New York’s Attorney General Eric Schneiderman also prohibited non-profit organizations from soliciting donations in that state unless they disclosed donor identities.
Nonprofit groups already have to give the IRS names of donors of more than $5,000, but the information is redacted before state officials receive it.
The heart of the issue is that Democrats don’t respect the rights of conservative individuals and groups, said Mark Fitzgibbons, president of corporate and legal affairs for American Target, and author of that organization’s brief.
“If they have the names of donors to conservative causes and donors to liberal causes, which is none of their business, they know who’s for them and who’s against them,” Fitzgibbons told The Daily Caller News Foundation.
The NAACP Legal Defense Fund (LDF) recognized that threats to freedom of association are dangerous to all nonprofit organizations and risk individuals’ safety.
“In an increasingly polarized country, where threats and harassment over the Internet and social media have become commonplace, speaking out on contentious issues creates a very real risk of harassment and intimidation by private citizens and by the government itself,” the NAACP LDF wrote.
“Furthermore, numerous contemporary issues — ranging from the Black Lives Matter movement, to gay marriage, to immigration — arouse significant passion by people with many divergent beliefs. Thus, now, as much as any time in our nation’s history, it is necessary for individuals to be able to express and promote their viewpoints through associational affiliations without exposing themselves to a legal, personal or political firestorm.”

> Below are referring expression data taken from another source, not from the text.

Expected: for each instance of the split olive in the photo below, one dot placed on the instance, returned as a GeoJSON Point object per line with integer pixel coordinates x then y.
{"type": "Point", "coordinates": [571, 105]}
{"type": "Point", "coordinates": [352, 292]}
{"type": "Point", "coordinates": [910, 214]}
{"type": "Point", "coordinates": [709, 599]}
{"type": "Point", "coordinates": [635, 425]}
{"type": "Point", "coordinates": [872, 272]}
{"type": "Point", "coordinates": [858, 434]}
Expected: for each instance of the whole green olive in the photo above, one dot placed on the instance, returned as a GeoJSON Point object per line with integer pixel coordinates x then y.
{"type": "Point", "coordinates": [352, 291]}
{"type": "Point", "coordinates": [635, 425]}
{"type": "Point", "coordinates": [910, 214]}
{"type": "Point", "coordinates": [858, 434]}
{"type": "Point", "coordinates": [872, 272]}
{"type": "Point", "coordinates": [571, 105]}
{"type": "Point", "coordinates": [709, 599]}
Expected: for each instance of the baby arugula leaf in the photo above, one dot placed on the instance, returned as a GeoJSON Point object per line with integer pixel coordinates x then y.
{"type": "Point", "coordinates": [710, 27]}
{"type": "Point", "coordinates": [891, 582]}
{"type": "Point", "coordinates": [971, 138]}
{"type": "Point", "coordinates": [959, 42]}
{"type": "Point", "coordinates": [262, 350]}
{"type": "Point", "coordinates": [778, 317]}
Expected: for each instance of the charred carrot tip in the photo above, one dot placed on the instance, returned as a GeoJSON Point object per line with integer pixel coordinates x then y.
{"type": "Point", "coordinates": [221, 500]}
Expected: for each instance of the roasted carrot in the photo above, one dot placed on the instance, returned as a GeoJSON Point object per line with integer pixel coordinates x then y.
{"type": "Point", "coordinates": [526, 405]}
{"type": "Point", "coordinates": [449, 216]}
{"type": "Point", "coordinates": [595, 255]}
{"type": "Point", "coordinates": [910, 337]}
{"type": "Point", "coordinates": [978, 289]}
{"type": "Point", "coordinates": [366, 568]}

The Alliance Defending Freedom, the Free Speech Defense Fund, the Pacific Research Institute, Cato Institute, Competitive Enterprise Institute, Proposition 8 Legal Defense Fund, Electronic Privacy Information Center, Pacific Legal Foundation, Philanthropy Roundtable, and Arizona, Alabama, Louisiana, Michigan, Nevada, Texas and Wisconsin also submitted briefs.
But AFPF’s case has arguments beyond First Amendment grounds, the American Target brief argues.
The liberal push for donor information violates post-Watergate reforms to the tax code, which prohibit unauthorized access, inspection and disclosure of any confidential tax return information, and establishes penalties for violators.
“Unless disclosure of tax return information is expressly authorized under the Internal Revenue Code, it is unlawful,” the American Target brief said. “The post-Watergate reforms therefore focus as much (if not more) on unauthorized disclosure to, and use by, federal and state officials as the public.”
Harris had no right to demand identities in schedule B forms, as those requests must only go through the IRS on a case-by-case basis, and she could face penalties of up to $5,000 or five years behind bars, per Title 26 of the U.S. tax code, according to the brief.
“Those reforms include civil and criminal penalties for state attorneys general and their staff,” the American Target brief said. “Many conservatives hope Congress and the incoming U.S. attorney general will look into this because the Obama administration seemed to give Democrats a pass on breaking laws when conservatives were being targeted for abuse.”